Des textes bibliques étrangement modernes
Dans le livre du Deutéronome (entre les chapitres 16 et 18) on trouve la distribution des pouvoirs, quelques siècles avant Montesquieu. Jusque-là, le roi était la source de la loi. Il est désormais le lecteur de la loi et celui qui la met en pratique. Le pouvoir législatif qui fait la loi, et le pouvoir judiciaire sont confiés à d’autres. La monarchie absolue est vidée de sa substance.
Le personnage Shimeï permet d’instituer le principe de l’opposition. Shimeï apparait en 2 Samuel 16. Il fait le lien entre le règne de David et le règne de Salomon. Le rédacteur qui écrit après l’exil, souligne que la qualité d’un pouvoir politique tient à la place qu’il donne à l’opposition. David laisse Shimeï aller.

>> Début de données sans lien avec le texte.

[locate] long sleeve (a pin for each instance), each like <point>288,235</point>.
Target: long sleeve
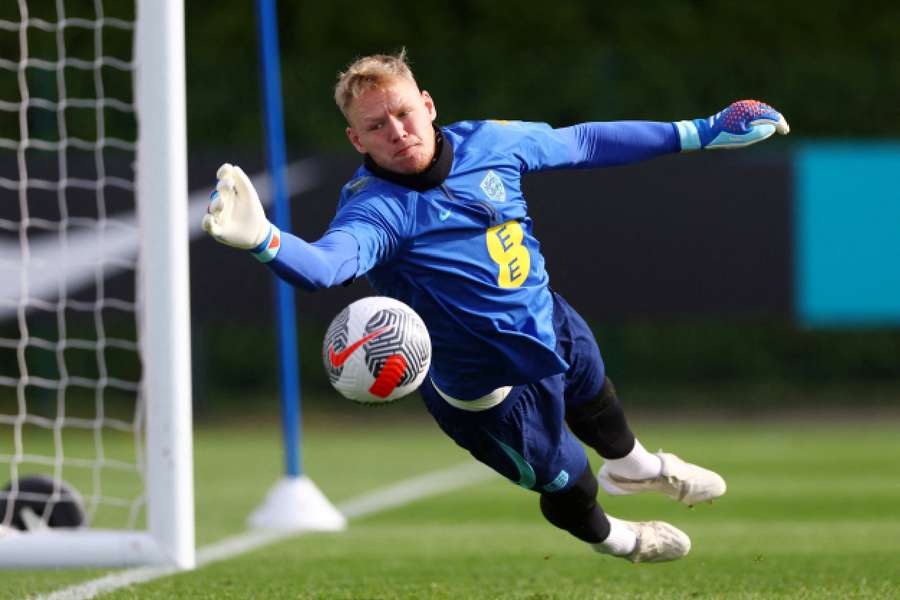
<point>329,261</point>
<point>621,142</point>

Salomon l’assignera à résidence et le fera tuer lorsqu’il se déplacera.
Les textes bibliques développent une réflexion destinée à des lecteurs, à des individus. Le but est de forger leur conscience politique. Ainsi ils pourront résister contre des formes de népotisme et de despotismes qui conduisent les personnes à devenir esclaves d’une situation qui n’est pas propice à l’intérêt général.
Dieu désigne la perspective universelle que doivent viser les responsables politiques. La référence à Dieu permet aussi d’élaborer une société juste. Parce que Dieu prend soin de la veuve, de l’orphelin et de l’étranger, une société fondée en référence à Dieu prendra soin des plus vulnérables, des moins forts, des moins futés. C’est aussi la raison d’être de l’enseignement, de la torah. Il s’agit de donner à chacun les moyens de forger sa compréhension du monde. Cela permet aussi d’être en mesure de juger des situations. C’est ce qui permet de pouvoir s’orienter et, ainsi, donner à sa vie le sens qui nous semble le plus juste.
Les rédacteurs bibliques se méfient de la souveraineté populaire. Si elle n’est pas nourrie par l’intelligence collective issue de la pluralité, le phénomène de masse réduit alors les individus à une entité unique.
Pour prolonger la réflexion : La liberté et les premiers rois d’Israël, paru au Cerf.
Peut-être n’insistez-vous pas suffisamment sur l’inflexion que notre Enseignement devrait prendre dès la Maternelle à savoir développer l’esprit critique plus que développer la course aux acquisitions. Pour avoir eu l’expérience de l’enseignement au Québec j’ai été surprise par cette inflexion present dès la toute petite enfance.
Je suis un peu réservé sur le développement de l’esprit critique sans acquisition au préalable. L’intérêt de l’esprit critique est de découvrir ce que nous pouvons améliorer dans les situations présentes. Encore faut-il avoir atteint le niveau de connaissance actuel pour le critiquer sérieusement et le transcender.
Ainsi, la peinture de Picasso a un impact d’autant plus fort qu’il savait très bien peindre de manière figurative.